Am Ende lächelte er und war fünf Minuten später eingeschlafen. Seitdem schreiben wir immer wieder gemeinsam in unser Stärkentagebuch.

Es muss nicht perfekt sein

Wir benutzen nicht immer ein Notizbuch. Manchmal schreiben wir Dinge auf kleine Zettel und kleben sie an den Kühlschrank. In der Küche steht ein Einmachglas, in das wir unsere kleinen Erfolge hineintun. An schlechten Tagen nehmen wir ein paar unserer Zettel heraus und lesen sie laut vor.

Wie z.B. vor ein paar Wochen, als ich den ganzen Tag kleine Streitereien mit meinem Sohn hatte und am Abend völlig fertig war. Da zog mein Sohn unerwartet einen unserer Zettel aus dem Glas und las laut vor: „Mama hat mir geholfen, ruhig zu bleiben, als ich wütend war.“ Da musste ich vor Rührung ein paar Tränen verdrücken. Manchmal brauchen wir Beweise, dass das Leben viele gute Seiten hat und schlechte Tage wieder vorübergehen.

Was zählt als Erfolg?

Für mich ist es schon ein Erfolg, wenn ich etwas versucht habe, wenn ich hingegangen bin oder wenn ich hartnäckig geblieben bin.

Ein paar meiner letzten Einträge lauten daher wie folgt:

  • „Ich habe der Lehrerin geschrieben, obwohl ich mich unwohl gefühlt habe.“

  • „Ich habe den Tag überstanden, ohne wichtige Termine abzusagen.“

  • „Ich musste laut über einen Witz lachen.“

Solche Dinge nehmen wir oft gar nicht bewusst wahr, wenn wir sie uns nicht aufschreiben.

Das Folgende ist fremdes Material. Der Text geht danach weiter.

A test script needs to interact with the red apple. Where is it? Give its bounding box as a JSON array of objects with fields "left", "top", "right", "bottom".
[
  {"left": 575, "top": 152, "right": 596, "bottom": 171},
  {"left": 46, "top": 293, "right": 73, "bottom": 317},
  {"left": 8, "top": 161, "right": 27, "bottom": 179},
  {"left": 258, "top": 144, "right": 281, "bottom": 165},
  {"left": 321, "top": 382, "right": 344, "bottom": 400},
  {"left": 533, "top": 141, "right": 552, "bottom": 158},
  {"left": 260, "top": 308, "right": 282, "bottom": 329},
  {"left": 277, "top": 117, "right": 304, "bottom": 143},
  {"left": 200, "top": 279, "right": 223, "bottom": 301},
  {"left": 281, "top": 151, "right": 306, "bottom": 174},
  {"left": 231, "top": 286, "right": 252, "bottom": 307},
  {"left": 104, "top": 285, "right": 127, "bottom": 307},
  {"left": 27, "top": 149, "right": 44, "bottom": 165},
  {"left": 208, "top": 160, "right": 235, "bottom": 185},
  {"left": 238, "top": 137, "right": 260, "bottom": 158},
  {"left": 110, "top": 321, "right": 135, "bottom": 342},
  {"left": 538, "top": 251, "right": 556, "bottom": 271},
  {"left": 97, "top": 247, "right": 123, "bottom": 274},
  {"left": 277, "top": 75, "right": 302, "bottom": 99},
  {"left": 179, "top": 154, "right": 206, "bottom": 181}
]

Warum das Stärkentagebuch funktioniert

Was ich gelernt habe: Unsere ADHS-Gehirne sind nicht defizitär. Sie sind einfach anders vernetzt, so dass wir schneller denken, oft intensiver fühlen und Reize anders verarbeiten.  Und deshalb übersehen wir oft die kleinen Erfolge und unscheinbaren Beweise dafür, dass wir trotz allem eigentlich ziemlich gut im Leben klar kommen.

Das Stärkentagebuch hat mir geholfen, mir diese Momente bewusst zu machen und meinen Sohn und mich in einem viel positiveren Licht zu sehen. Es hat mein Selbstvertrauen in meine Fähigkeiten als Mutter gestärkt und meinem Sohn neue Lebensfreude gegeben. Fortschritt muss nicht immer laut und dramatisch daherkommen. Manchmal reicht es, wenn wir morgens wieder aufstehen und es nochmal versuchen.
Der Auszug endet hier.